Filetype "txt" becomes the only supported value

JorjMcKie · JorjMcKie · commit 010190712791 · 2025-04-21T18:59:56.000-04:00
After the introduction of a complete file content recognizer, the only relevant value for PyMuPDF's open parameter "filetype" remaining is "txt".
This change will implement this such that specifying filetype="txt" will open files or memory data as plain text Documents.
Other values will be silently ignored and no longer lead to confusing behavior.
diff --git a/docs/document.rst b/docs/document.rst
@@ -176,16 +176,12 @@ For details on **embedded files** refer to Appendix 3.
     * If ``stream`` is given, then the document is created from memory.

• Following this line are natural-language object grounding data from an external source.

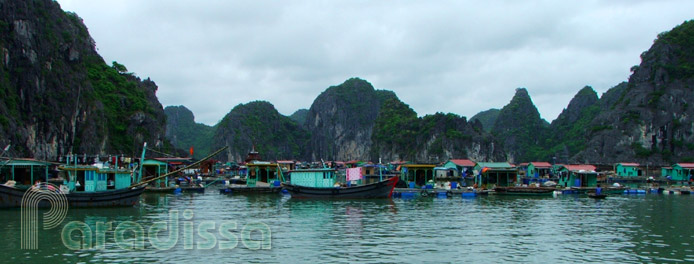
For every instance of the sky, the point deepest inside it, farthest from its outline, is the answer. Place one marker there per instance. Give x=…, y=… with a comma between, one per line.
x=461, y=57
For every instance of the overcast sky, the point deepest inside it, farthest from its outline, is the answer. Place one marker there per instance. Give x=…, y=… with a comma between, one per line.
x=438, y=56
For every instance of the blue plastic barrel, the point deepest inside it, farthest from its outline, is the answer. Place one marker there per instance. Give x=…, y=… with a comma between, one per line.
x=406, y=195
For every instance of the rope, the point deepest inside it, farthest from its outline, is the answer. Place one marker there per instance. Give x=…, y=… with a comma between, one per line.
x=159, y=152
x=181, y=169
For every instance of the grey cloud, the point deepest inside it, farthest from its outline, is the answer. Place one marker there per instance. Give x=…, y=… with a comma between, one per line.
x=450, y=56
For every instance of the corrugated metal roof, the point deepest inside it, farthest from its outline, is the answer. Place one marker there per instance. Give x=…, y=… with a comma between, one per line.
x=541, y=164
x=582, y=167
x=686, y=165
x=495, y=165
x=26, y=162
x=463, y=162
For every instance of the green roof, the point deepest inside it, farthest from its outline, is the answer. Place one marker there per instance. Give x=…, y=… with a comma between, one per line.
x=495, y=165
x=153, y=162
x=25, y=162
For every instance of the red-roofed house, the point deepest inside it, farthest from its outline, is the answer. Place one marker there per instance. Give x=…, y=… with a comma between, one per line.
x=539, y=169
x=680, y=171
x=463, y=166
x=578, y=176
x=627, y=169
x=287, y=165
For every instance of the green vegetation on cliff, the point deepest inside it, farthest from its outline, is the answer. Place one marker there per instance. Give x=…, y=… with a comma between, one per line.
x=487, y=118
x=184, y=133
x=682, y=38
x=259, y=124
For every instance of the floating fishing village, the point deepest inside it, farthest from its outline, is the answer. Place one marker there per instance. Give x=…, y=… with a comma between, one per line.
x=346, y=132
x=118, y=181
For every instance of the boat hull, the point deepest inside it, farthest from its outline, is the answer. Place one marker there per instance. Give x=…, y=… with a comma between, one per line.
x=597, y=196
x=12, y=198
x=173, y=189
x=251, y=190
x=382, y=189
x=526, y=191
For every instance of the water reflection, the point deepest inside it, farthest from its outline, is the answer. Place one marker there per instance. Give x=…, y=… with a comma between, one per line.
x=621, y=228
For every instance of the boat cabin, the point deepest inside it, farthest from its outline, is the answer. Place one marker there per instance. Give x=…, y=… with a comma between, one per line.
x=116, y=178
x=287, y=165
x=417, y=175
x=539, y=169
x=24, y=171
x=625, y=169
x=151, y=169
x=261, y=174
x=463, y=167
x=578, y=176
x=499, y=174
x=375, y=172
x=318, y=178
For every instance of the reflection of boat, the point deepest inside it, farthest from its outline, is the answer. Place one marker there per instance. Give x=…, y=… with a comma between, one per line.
x=173, y=189
x=12, y=197
x=597, y=196
x=320, y=183
x=524, y=190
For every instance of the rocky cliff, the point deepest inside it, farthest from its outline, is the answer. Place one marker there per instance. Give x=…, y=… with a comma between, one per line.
x=259, y=124
x=398, y=134
x=184, y=133
x=651, y=120
x=520, y=129
x=341, y=120
x=570, y=131
x=299, y=116
x=59, y=96
x=487, y=118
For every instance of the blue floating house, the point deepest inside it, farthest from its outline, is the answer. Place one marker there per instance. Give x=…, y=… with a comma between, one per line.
x=24, y=171
x=417, y=175
x=679, y=171
x=263, y=174
x=578, y=176
x=626, y=169
x=499, y=174
x=152, y=168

     * If ``stream`` is `None`, then a document is created from the file given by ``filename``. 
 
-    :arg str,pathlib filename: A UTF-8 string or ``pathlib.Path`` object containing a file path. The document type is always determined from the file content. The ``filetype`` parameter can be used to ensure that the detected type is as expected or, respectively, to force treating any file as plain text.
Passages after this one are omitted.